9:57pm? You have to be kidding.

Is a tweet covering the story? Not really, but it’s a good indication that you’re on top of what’s going on. If you ask people to follow you on Twitter for news you’d better bring your A-game — or wind up the loser.

By the way, the bird outside my window woke up at 3:30 this morning. Now that’s tweeting.

7 thoughts on “Tweeting the News

  1. The local sports guy on Ch. 6 never mentioned the
    perfect game in baseball during the 6:30pm news
    Sunday almost a full hour after the game ended. Instead
    we heard about R.P.I. lacrosse and the Mets game .
    Nice work.

  2. Yeah, tell me about it. I RT’ed a Tweet from WNYT about a story that, embarrassingly, had actually broken the night before. Egg on my face! I felt like I was a lesser person because of it. I’m still trying to pick up the pieces of my shattered ego and re-inflate my sense of self-esteem.

    But even ten, twenty minutes or a full half-hour late is too much. Online news is like a sprint race: fractions of a second are the difference between first place and last place.

    What it comes down to is investing the resources in people to run the account and keep it up to date 24/7. Which is a hard sell, since what most managers here is “we want to take this person we’re paying and devote all of their resources during a significant stretch of time to f***ing around on Twitter.”

  3. Kevin: What can work is making the Twitter feed everyone’s responsibility, not that of one or two people. That means the reporters, photographers, and producers.

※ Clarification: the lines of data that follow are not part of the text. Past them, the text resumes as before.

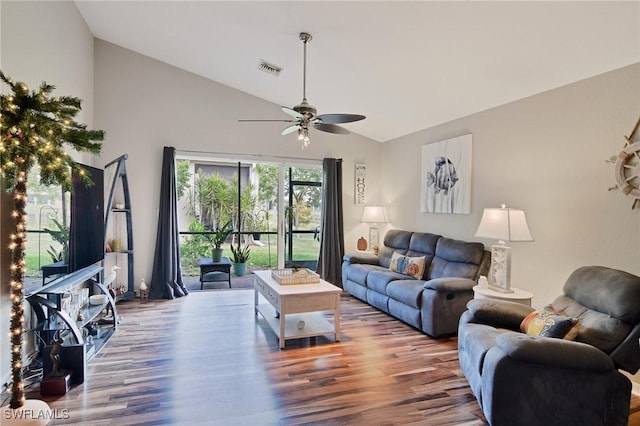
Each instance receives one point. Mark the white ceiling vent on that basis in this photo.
(269, 68)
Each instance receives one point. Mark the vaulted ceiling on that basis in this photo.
(405, 65)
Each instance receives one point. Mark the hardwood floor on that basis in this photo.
(205, 360)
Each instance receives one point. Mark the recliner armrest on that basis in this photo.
(366, 258)
(498, 313)
(554, 352)
(450, 284)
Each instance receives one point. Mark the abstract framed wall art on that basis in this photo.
(446, 176)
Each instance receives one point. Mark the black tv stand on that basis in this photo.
(57, 268)
(98, 321)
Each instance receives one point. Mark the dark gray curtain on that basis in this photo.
(166, 281)
(331, 225)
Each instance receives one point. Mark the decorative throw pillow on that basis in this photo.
(547, 323)
(412, 266)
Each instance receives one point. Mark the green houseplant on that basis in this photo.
(216, 238)
(239, 257)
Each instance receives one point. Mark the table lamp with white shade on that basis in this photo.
(502, 224)
(373, 215)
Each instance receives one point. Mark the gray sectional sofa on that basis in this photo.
(433, 303)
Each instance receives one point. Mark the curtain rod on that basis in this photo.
(233, 156)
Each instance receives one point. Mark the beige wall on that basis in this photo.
(56, 48)
(545, 154)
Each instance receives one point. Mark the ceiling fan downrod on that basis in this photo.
(305, 38)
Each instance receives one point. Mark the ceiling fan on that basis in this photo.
(305, 115)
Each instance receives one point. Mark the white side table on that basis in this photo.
(518, 295)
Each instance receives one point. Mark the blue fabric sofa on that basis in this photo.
(521, 379)
(433, 303)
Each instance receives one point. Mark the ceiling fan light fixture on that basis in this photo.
(306, 115)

    People may say that Twitter is insignificant, but it speaks volumes about your approach to covering the news.

  4. You might want to investigate how much the paper delivery person gets to bring your dead tree version to you at 0 dark hundred. Minimum wage is not part of the calculation.

    Skip

  5. The only thing I can say here is to watch the source that the news comes from. It is very easy to have false info spread quickly via Twitter. Otherwise, I get my breaking news from Twitter as well.

    My biggest beefs are a) CNN is always the last to report the news. Sometimes it is many hours after everyone else reports it and b) I think some of the news companies have really bad judgment of what breaking news is. CNN is also a great example of this. Sandra Bullock’s cheating husband isn’t breaking news. A tornado that kills people in Oklahoma is.

  6. Skip: there’s no question that it’d a tough, low-paying job. I have a lot of respect for anyone that gets up in the morning and does that kind of work.

    I think the paper lost the person who normally does my neighborhood, and it has to be hard to fill those jobs.